= Euler number (physics) =

Parameter in fluid flow calculations

The Euler number (Eu) is a dimensionless number used in fluid flow calculations. It expresses the relationship between a local pressure drop caused by a restriction and the kinetic energy per volume of the flow, and is used to characterize energy losses in the flow, where a perfect frictionless flow corresponds to an Euler number of 0. The inverse of the Euler number is referred to as the Ruark Number with the symbol Ru.

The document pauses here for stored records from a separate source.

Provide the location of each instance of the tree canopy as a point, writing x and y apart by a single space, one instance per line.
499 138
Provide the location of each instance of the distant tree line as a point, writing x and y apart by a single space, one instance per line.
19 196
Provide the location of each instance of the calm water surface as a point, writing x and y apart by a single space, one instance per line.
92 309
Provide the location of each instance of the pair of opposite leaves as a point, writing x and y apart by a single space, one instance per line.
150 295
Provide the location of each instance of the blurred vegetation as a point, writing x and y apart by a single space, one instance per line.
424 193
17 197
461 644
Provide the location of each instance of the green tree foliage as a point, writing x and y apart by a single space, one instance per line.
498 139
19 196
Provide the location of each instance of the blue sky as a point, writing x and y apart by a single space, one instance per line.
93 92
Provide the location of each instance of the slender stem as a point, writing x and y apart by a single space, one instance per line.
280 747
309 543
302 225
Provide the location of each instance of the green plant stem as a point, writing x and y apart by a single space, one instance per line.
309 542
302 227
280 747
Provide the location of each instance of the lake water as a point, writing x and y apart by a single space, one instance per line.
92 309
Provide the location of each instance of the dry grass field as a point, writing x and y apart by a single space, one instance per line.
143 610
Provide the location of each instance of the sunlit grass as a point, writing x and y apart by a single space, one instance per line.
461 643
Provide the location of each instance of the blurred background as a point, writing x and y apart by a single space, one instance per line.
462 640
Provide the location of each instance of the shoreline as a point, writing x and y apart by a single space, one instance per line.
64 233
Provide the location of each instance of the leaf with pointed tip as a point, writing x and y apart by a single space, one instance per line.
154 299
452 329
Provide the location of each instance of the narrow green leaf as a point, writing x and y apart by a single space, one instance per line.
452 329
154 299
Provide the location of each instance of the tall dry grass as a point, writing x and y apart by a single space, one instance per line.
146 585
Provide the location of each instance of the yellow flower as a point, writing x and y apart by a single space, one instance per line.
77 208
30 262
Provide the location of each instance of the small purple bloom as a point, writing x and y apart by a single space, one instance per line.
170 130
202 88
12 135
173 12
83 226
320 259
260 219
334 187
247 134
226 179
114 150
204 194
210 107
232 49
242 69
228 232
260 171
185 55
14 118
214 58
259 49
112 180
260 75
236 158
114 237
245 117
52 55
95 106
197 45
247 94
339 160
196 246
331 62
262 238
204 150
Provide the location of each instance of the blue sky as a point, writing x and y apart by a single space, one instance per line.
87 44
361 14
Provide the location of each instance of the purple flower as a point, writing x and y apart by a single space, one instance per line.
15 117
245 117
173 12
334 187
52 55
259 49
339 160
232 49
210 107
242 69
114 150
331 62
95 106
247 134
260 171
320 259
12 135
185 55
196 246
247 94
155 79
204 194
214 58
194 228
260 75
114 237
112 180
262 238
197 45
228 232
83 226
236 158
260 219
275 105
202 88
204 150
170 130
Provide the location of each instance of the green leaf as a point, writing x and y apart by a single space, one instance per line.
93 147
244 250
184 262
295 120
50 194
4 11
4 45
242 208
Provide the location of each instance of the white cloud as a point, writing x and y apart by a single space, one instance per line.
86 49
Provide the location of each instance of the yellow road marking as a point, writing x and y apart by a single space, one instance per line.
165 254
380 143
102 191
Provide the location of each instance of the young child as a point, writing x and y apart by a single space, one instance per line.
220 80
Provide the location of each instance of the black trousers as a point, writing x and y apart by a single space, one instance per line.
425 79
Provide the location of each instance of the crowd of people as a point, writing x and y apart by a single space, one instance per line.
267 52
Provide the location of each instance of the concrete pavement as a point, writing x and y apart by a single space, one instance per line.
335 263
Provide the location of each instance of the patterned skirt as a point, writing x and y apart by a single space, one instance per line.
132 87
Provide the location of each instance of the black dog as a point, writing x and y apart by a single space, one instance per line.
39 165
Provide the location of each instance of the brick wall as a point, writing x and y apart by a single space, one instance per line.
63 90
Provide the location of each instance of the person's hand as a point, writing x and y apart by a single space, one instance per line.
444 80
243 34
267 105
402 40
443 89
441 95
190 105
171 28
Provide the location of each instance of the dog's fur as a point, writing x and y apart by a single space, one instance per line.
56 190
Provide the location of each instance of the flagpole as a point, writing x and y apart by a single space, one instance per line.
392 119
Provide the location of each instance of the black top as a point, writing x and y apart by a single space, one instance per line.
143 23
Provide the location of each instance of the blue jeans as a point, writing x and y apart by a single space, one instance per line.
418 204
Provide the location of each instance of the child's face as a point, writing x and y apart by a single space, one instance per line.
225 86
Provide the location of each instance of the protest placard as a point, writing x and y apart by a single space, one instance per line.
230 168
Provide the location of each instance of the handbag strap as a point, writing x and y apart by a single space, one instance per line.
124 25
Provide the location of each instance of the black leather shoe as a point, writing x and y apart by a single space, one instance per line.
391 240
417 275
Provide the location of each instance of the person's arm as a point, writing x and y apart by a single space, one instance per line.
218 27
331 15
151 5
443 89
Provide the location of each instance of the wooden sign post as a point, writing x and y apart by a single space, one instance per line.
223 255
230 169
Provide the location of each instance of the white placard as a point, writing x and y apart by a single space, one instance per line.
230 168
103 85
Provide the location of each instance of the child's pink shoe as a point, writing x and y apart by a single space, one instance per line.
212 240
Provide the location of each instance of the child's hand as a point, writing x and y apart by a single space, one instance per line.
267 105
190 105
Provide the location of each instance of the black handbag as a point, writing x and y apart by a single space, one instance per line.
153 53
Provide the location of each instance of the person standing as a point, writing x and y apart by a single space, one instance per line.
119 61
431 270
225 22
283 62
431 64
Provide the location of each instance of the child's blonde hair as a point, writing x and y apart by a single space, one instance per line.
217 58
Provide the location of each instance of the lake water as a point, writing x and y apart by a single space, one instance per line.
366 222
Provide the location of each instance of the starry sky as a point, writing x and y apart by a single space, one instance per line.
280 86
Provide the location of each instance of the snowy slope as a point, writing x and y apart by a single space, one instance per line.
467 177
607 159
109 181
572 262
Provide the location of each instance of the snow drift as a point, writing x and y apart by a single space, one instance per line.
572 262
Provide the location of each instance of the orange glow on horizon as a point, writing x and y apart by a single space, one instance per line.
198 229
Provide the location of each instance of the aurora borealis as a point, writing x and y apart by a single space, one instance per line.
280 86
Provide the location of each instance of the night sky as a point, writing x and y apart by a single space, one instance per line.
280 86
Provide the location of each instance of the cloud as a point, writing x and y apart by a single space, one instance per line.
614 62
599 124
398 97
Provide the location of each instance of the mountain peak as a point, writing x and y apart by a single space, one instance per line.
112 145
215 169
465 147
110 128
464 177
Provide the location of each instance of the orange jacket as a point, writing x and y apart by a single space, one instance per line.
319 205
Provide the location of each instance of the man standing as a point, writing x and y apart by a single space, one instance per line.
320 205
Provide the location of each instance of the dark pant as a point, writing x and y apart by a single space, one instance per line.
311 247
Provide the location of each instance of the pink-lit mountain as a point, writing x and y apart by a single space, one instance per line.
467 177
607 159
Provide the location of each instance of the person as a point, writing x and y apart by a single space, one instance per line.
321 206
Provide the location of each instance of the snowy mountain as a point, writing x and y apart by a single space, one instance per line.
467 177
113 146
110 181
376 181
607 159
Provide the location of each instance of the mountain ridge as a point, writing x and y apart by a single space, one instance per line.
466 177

The Euler number is defined as

$$\mathrm{Eu}
    = \frac{ \text{pressure forces} }{ \text{inertial forces} }
    = \frac{ (\text{pressure}) (\text{area}) }{ (\text{mass})(\text{acceleration}) }
    = \frac{ (p_u - p_d) \, L^2}{(\rho L^3) (v^2 / L)}
    = \frac{p_u - p_d}{\rho v^2}$$

where
- $\rho$ is the density of the fluid.
- $p_u$ is the upstream pressure.
- $p_d$ is the downstream pressure.
- $v$ is a characteristic velocity of the flow.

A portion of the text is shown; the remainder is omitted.